There has been very little room for error for the Ottawa Senators over the past couple of weeks, but now, there is none.

Josh Bailey had a goal and an assist as the New York Islanders earned a 2-1 win over Ottawa Wednesday, leaving the Senators five points out of a playoff spot with just five games to play and four teams ahead of them.

"We knew they were a desperate team and we knew it was going to be a tough game." Bailey said. "They came at us pretty hard."

Bailey scored a power-play goal in the first period, and assisted on the winning goal from Casey Cizikas midway through the third, when he outwaited Senators goaltender Craig Anderson and slid the puck into the crease from behind the goal-line for Cizikas.

The win was the third straight and fifth in six games for the Islanders (31-35-10), who were helped by a 35-save performance from rookie Anders Nilsson.

Ryan Strome chipped in with two assists.

Milan Michalek scored the lone goal for the Senators (32-30-14), on the power play 6:41 into the third period to tie the game 1-1.

That goal game exactly 110 minutes after the last Senators' goal, with the exception of a shoot-out goal in Monday's 2-1 win over the Carolina Hurricanes.

Michalek was at the side of the Islanders goal when he jammed a loose puck past Nilsson with four bodies lying in the crease.

"I thought I had a glove on it but it's tough. It was so fast and it was tough for me to know and tough for the ref to see," Nilsson said of the goal. "Those goals happen. They did a good job crashing the net and the puck came loose so credit to them.

"We battled hard and everyone stuck up for each other. Everybody is doing a hell of a job and battling hard and that's why we keep on winning."

The loss snapped a three game winning streak for the Senators. They had also recorded points in five straight games going into Wednesday.

"We didn't score goals and you're not going to win hockey games when you don't score goals," Senators defenceman Marc Methot said.

"It's deflating, for sure. It's funny because I thought we played pretty good hockey. We just couldn't bury it when we had opportunities and it sucks in terms of the atmosphere in the room. We were riding a pretty nice high despite our situation in the standings.

"When you're stringing together wins at any point in the season it feels good so we're going to keep rolling and keep trying to get wins."

Bailey had the only goal through 40 minutes of play, beating Anderson with a snap shot from the face-off circle 17 minutes into the first period.

"We played a really solid game five-on-five and the difference was special teams," said Anderson, who finished with 25 saves.

"That's the way this game is and some nights, you're going to generate lots of opportunities on the power play and some nights you're not.
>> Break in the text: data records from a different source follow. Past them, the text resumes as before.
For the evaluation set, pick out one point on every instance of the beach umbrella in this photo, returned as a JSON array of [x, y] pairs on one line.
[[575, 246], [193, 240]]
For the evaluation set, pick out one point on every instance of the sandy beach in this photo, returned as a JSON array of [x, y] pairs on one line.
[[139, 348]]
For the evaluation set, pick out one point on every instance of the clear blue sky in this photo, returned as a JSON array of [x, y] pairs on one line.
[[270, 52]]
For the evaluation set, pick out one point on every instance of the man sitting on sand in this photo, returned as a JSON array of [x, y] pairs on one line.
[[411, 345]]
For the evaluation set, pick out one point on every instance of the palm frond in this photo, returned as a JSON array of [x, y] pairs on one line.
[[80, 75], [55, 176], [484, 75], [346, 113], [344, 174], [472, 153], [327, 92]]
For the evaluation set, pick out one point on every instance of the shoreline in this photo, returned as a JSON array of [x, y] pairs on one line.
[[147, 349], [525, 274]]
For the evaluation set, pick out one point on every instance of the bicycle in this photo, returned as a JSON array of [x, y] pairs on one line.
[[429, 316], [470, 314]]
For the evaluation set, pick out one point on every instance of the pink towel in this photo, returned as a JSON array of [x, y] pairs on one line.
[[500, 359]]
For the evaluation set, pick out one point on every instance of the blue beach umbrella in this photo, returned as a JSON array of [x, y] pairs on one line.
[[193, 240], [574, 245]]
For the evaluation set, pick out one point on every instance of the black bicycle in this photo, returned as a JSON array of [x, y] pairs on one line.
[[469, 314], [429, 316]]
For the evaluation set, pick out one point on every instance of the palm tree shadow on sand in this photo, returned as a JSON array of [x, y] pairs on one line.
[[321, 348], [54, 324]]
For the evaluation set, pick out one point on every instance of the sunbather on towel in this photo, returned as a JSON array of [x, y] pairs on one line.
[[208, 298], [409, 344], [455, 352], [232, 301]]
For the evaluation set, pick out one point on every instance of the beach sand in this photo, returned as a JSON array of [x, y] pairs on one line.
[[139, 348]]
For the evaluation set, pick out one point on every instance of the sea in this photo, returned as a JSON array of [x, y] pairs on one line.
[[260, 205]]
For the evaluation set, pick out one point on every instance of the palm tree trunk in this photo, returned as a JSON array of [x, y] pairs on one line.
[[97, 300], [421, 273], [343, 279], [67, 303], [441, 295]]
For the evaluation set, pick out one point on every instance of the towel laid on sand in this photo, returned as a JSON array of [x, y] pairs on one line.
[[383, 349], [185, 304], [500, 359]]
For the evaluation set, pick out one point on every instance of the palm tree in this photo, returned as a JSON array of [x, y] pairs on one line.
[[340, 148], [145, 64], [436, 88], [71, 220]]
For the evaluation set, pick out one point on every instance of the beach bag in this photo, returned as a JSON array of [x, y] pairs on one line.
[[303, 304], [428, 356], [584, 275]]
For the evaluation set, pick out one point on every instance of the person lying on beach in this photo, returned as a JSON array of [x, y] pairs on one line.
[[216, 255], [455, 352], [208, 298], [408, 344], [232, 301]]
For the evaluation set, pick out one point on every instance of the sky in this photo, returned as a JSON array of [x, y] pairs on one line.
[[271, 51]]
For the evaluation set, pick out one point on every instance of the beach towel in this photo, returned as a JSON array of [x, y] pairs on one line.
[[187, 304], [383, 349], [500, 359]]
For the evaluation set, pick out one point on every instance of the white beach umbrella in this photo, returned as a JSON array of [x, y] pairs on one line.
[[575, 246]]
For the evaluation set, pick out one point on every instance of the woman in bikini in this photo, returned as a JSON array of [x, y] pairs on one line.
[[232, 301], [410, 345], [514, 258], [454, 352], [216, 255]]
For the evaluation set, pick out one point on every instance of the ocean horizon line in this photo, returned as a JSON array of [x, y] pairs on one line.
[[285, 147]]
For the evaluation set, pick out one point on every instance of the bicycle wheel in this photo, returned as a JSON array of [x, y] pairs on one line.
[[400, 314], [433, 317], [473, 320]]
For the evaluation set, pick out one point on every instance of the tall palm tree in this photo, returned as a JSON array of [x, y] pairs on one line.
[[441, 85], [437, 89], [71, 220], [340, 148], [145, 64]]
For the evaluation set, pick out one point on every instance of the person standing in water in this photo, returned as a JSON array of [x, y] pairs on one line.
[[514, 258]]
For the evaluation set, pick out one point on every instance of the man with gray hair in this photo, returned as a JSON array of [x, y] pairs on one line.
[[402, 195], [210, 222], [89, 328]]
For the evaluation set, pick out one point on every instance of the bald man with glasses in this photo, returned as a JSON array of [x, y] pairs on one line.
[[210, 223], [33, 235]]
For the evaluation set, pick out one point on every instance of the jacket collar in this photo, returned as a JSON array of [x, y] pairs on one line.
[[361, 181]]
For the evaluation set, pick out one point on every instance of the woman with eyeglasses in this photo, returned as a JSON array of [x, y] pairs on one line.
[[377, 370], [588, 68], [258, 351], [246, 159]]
That was the difference-maker tonight."

The Senators had managed to kill off a 34 second five-on-three disadvantage but were unable to escape the back end of the two penalties unscathed.

It wasn't the only opportunity on special teams for the Islanders, either. Cal Clutterbuck was unable to cash in on three short-handed opportunities.

Clutterbuck was stopped by Anderson on a short-handed breakaway early in the first period, and later in the period, with an open net to shoot at, he slid the puck through the crease and along the goal-line.

Clutterbuck had another short-handed breakaway, this time in the dying seconds of the third period, but his shot sailed over the Ottawa net.

Notes: Defenceman Jared Cowen and forwards Bobby Ryan, Jason Spezza and Colin Greening are all injured and did not play Wednesday for the Senators. Defencemen Radek Martinek, Lubomir Vishnovsky and Brian Strait and forwards Kyle Okposo, Eric Boulton and Michael Grabner did not play for the Islanders a The Senators have not won five straight this season a The Senators close out a five-game homestand Friday when the host the Montreal Canadiens a The Islanders are 13-4-2 in their past 20 road games a Wednesday was the 400th game of Bailey's career.